Me: “No. This is Pete’s father”
(pause)
Unknown Person: “Is Pete there?”
Me: “Yes, but I am using the computer now.”
Unknown Person: “This is (I forget the name, and it doesn’t really matter)”
Me: “Good for you (forgotten name here)”
(pause)
Identified but Still Effectively Unknown Person: “Do you think Pete likes me?”
Me: “I have no idea”
Identified but Still Effectively Unknown Person: “Do you think Pete would go out with me?”
(pause)
Me: “I’m not sure. You would have to pass the stick test first.”
(pause)
Identified but Still Effectively Unknown Person: “What is the stick test”
Me: “That is where I beat you with a stick until you fall down. Then I throw you against the wall and if you stick to it, you can go out with her.”
(very long pause)
Identified but Still Effectively Unknown Person: “Don’t you think that would discourage boys from wanting to go out with Pete?”

I don’t remember my final reply to the Identified but Still Effectively Unknown Person. Whatever it was, it was unnecessary. He got the message. As for Pete, she got some teasing at school for this - but it is not like this was the only occasion I intentionally exposed my children to healthy derision, much as the Amish do. We folk who have no tolerance for assholes must abide this kind of separation, and we are better for it.

As for Pete’s future dating career, there was not much of one for the following years. I was fine with that. I mean we are talking “5’th Grade” here! Fortunately, Pete seemed to be fine with it too. She seemed to have embraced the tradition that dating outside the faith (aka. assholes) just for the sake of dating was not worth it. But the next thing you know, it is five years later. George W. is in the white house, and being an asshole has never been cooler. Could she handle this exponential cultural trajectory? I’m telling you, it is a father’s deepest concern.

And now (2005), it is prom season and Pete has an actual date. No doubt this kid has heard rumors of the “stick test”. In the paparazzi madness before the event, Sybil even had me pose with The Boy and his Sociopath Friend waiting for Pete’s date to arrive. We are all holding sticks. Except I think the Sociopath was holding a dulled machete. Gotta have that in the family yearbook. I knew putting up with that kid would eventually come in handy.

Truth be told, anyone that Pete asks out for a date does not have to pass the stick test. It is only used for other-ways-round. I trust Pete’s adherence to the family’s zero-asshole tolerance policy as much as I do gravity. The tuxedoed young man was graciously welcomed, and repeatedly photographed. We did not ask for so much as a DNA sample. If he noticed The Boy hiding in the hedges with a bamboo pole or his Sociopath Friend and his machete, he did not mention it.
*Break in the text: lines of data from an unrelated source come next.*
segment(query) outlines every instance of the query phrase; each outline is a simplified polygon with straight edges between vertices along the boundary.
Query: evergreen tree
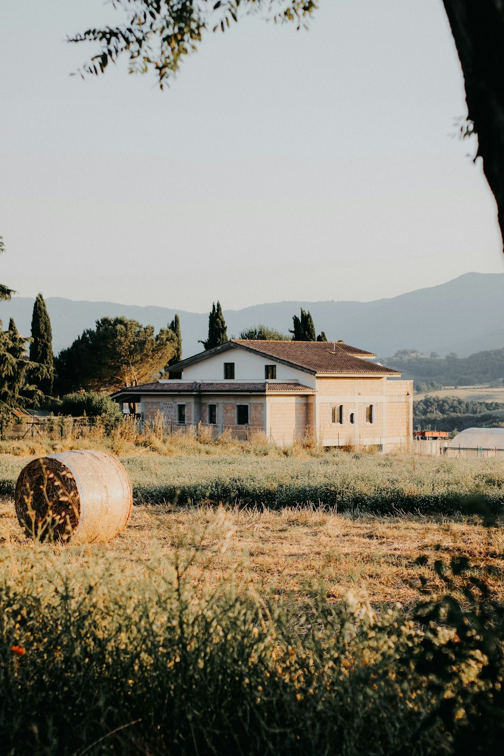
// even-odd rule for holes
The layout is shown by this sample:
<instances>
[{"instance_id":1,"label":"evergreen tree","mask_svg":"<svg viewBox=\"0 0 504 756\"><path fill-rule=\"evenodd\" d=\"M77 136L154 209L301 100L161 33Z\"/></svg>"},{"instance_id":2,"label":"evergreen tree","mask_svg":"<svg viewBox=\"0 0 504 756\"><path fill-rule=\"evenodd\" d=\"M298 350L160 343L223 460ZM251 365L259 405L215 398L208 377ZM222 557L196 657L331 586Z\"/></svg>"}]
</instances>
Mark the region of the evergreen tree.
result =
<instances>
[{"instance_id":1,"label":"evergreen tree","mask_svg":"<svg viewBox=\"0 0 504 756\"><path fill-rule=\"evenodd\" d=\"M206 341L200 340L199 343L207 350L225 344L228 340L226 321L222 314L221 302L218 301L217 306L215 302L212 304L212 312L209 315L209 337Z\"/></svg>"},{"instance_id":2,"label":"evergreen tree","mask_svg":"<svg viewBox=\"0 0 504 756\"><path fill-rule=\"evenodd\" d=\"M117 391L147 383L159 376L175 349L169 328L155 334L153 326L137 321L101 318L56 358L57 391Z\"/></svg>"},{"instance_id":3,"label":"evergreen tree","mask_svg":"<svg viewBox=\"0 0 504 756\"><path fill-rule=\"evenodd\" d=\"M175 333L176 341L175 351L173 353L173 357L166 365L165 370L169 373L169 378L181 378L181 373L174 373L173 370L170 370L170 365L175 365L182 359L182 334L181 333L181 321L178 314L175 314L168 327Z\"/></svg>"},{"instance_id":4,"label":"evergreen tree","mask_svg":"<svg viewBox=\"0 0 504 756\"><path fill-rule=\"evenodd\" d=\"M303 311L302 310L301 311ZM301 319L297 315L292 315L292 330L289 330L292 334L292 341L303 341L301 330Z\"/></svg>"},{"instance_id":5,"label":"evergreen tree","mask_svg":"<svg viewBox=\"0 0 504 756\"><path fill-rule=\"evenodd\" d=\"M288 341L289 336L280 333L275 328L270 328L261 323L258 326L252 326L240 331L240 339L249 339L252 341Z\"/></svg>"},{"instance_id":6,"label":"evergreen tree","mask_svg":"<svg viewBox=\"0 0 504 756\"><path fill-rule=\"evenodd\" d=\"M35 380L45 396L52 394L54 377L54 355L52 352L52 329L45 307L44 297L39 294L33 305L32 317L32 342L29 345L29 358L32 362L44 365L46 376Z\"/></svg>"},{"instance_id":7,"label":"evergreen tree","mask_svg":"<svg viewBox=\"0 0 504 756\"><path fill-rule=\"evenodd\" d=\"M292 334L292 341L316 341L315 326L314 320L308 311L301 310L301 318L292 315L293 327L289 330Z\"/></svg>"},{"instance_id":8,"label":"evergreen tree","mask_svg":"<svg viewBox=\"0 0 504 756\"><path fill-rule=\"evenodd\" d=\"M0 327L2 323L0 321ZM45 368L26 358L26 339L20 336L13 318L8 330L0 330L0 414L26 407L42 398L36 386L26 383L26 373L43 376Z\"/></svg>"}]
</instances>

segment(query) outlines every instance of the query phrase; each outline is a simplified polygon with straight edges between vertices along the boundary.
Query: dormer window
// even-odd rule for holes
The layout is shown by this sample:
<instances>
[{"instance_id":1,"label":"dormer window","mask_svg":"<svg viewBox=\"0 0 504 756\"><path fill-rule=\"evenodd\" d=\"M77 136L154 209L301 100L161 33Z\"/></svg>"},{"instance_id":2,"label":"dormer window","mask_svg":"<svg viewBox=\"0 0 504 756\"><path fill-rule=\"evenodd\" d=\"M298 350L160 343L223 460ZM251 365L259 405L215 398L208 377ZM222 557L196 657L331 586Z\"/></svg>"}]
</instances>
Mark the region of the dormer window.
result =
<instances>
[{"instance_id":1,"label":"dormer window","mask_svg":"<svg viewBox=\"0 0 504 756\"><path fill-rule=\"evenodd\" d=\"M264 378L266 380L277 380L277 365L264 365Z\"/></svg>"}]
</instances>

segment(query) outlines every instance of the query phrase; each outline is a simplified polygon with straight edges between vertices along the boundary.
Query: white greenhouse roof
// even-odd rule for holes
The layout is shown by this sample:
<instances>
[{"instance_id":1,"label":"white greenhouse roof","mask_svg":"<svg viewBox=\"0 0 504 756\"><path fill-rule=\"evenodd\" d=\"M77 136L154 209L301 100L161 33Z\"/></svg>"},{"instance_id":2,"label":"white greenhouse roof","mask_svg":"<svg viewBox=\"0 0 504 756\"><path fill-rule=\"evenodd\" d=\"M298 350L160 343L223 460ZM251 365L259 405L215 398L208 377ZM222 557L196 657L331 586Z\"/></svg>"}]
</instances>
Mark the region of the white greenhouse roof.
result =
<instances>
[{"instance_id":1,"label":"white greenhouse roof","mask_svg":"<svg viewBox=\"0 0 504 756\"><path fill-rule=\"evenodd\" d=\"M452 438L449 449L504 449L504 428L466 428Z\"/></svg>"}]
</instances>

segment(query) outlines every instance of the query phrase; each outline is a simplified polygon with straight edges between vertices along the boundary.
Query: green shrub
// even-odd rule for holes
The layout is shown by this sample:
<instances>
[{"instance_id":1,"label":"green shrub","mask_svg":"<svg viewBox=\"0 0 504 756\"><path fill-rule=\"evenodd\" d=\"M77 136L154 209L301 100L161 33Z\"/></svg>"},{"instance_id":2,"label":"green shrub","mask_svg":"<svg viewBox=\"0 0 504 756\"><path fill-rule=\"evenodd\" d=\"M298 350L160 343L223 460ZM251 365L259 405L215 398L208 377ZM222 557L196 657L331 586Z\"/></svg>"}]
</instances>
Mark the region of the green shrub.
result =
<instances>
[{"instance_id":1,"label":"green shrub","mask_svg":"<svg viewBox=\"0 0 504 756\"><path fill-rule=\"evenodd\" d=\"M57 415L71 417L104 417L109 420L119 420L122 417L119 404L107 394L96 391L76 392L65 394L53 405L53 412Z\"/></svg>"},{"instance_id":2,"label":"green shrub","mask_svg":"<svg viewBox=\"0 0 504 756\"><path fill-rule=\"evenodd\" d=\"M498 608L489 624L474 596L465 609L449 594L421 604L411 619L400 608L376 615L351 597L329 603L323 587L305 607L240 599L231 581L202 596L187 566L153 559L125 573L88 552L65 562L36 546L14 570L5 554L3 753L499 748Z\"/></svg>"}]
</instances>

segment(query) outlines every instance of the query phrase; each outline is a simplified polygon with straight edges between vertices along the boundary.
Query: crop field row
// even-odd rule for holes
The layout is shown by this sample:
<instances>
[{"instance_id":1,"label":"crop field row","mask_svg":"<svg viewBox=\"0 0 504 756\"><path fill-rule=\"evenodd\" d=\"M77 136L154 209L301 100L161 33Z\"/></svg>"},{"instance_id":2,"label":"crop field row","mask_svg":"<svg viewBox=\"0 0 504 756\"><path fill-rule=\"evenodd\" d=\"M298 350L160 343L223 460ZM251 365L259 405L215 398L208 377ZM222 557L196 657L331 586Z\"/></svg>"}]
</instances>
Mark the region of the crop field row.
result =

And then they were off. And nothing along this now vertical technology curve can do a damn thing about it. Except maybe that Pete does have a cell phone. And if this fine young courtier should turn out to be an actual asshole, I’ve got my stick, The Boy has a menacing bamboo pole and his Sociopath Friend has the dulled machete.

Some technologies are in no need of change. There are some curves that remain remarkably flat. Assholes would be wise to know that.